After several minutes he cleared his raw throat. “When she left the apartment, she got drunk with an old friend and wrapped her car around a utility pole. The friend died and Laura wound up a vegetable on life support. She’s in a nursing facility here in the city.”

Seconds ticked by.

Slowly, Faith rose and walked to the window. She offered him her back and nothing more. Said not a syllable. She looked so damn fragile standing there. Breakable. Then again, weren’t they all?

He rubbed the back of his neck, waiting to find out what she’d do, say. Faith never seemed to react as he expected, so he held some residual strand of hope she wouldn’t clock him and leave.

Nearly ten minutes passed, and nothing. Unable to stand it, he leaned forward. “Say something, Faith. Anything. Tell me you hate my guts. Tell me not to touch you again. Tell me—”

“That my heart hurts for you.”

He jerked straight. “Come again?” he croaked.

She turned around, leaned against the windowsill, and crossed her arms. “You still consider yourself engaged to . . . Laura?”

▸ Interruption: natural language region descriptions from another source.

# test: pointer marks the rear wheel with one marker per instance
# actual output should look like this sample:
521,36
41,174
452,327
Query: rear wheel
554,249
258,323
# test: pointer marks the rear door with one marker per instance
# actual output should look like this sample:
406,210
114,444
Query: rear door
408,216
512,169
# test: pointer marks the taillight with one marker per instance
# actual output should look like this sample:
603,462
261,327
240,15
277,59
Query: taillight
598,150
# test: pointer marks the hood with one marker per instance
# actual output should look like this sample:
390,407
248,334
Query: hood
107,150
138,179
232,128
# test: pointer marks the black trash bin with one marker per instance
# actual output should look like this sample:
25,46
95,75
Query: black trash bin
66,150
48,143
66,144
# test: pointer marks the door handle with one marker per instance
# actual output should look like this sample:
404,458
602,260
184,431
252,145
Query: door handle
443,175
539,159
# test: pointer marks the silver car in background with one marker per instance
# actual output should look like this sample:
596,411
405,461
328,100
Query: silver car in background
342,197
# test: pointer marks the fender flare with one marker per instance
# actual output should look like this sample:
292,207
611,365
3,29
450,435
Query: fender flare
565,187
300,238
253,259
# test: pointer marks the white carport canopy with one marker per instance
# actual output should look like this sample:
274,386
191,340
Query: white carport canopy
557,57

Hearing Laura’s name from Faith’s lips did something terrible to his insides. “Yes. The accident was nine years ago and there’s no hope of her recovering. The doctors say she’s brain-dead.” He opened his mouth again, but couldn’t finish the thought. Honestly, he was still waiting for Faith to throw her shoe at his head.

“You were going to say more.”

Clever, insightful Faith. “Laura’s parents are very religious. They won’t take her off life support even though she’s not in there anymore. I hit the bestseller list several months later, which is why we were able to hide what happened from the media— the accident preceded the fame. I can afford her care at the facility. They can’t.”

Faith stared at him through those amber eyes. Blinked. “And out of duty, you won’t leave her. Because you view this whole dreadful tragedy as your fault.”

Alec didn’t know whether to laugh or cry at her astute intuition. Whether to shake her or kiss her for her calm understanding. If he wanted, he could leave Laura behind and still pay for her care, but he wouldn’t, because Faith was right. Guilt and remorse would forever bind him to that night nine years ago. He wouldn’t or couldn’t ever let it go. It was his own sick, twisted way of making amends.

Somehow, Faith got that. She’s wrapped her smart, beautiful head around his intentions and didn’t question the decision. Even more impressive was that she didn’t try to tell him it wasn’t his fault, like Jake had tried to do countless times, and she didn’t offer empty condolences because they never eased the pain. If anyone knew that, Faith did.

What in the hell was he going to do with her?

The itch to touch her, to cross the few feet between them and seek comfort, was so fierce that he rose from the chair before he remembered she hadn’t reacted. Her gaze was pinned to the wall over his head, lost, a million miles away.

“Give me some idea where your mind is at, Faith. Should I try to book an earlier flight home? Go sleep on the couch and give you space?”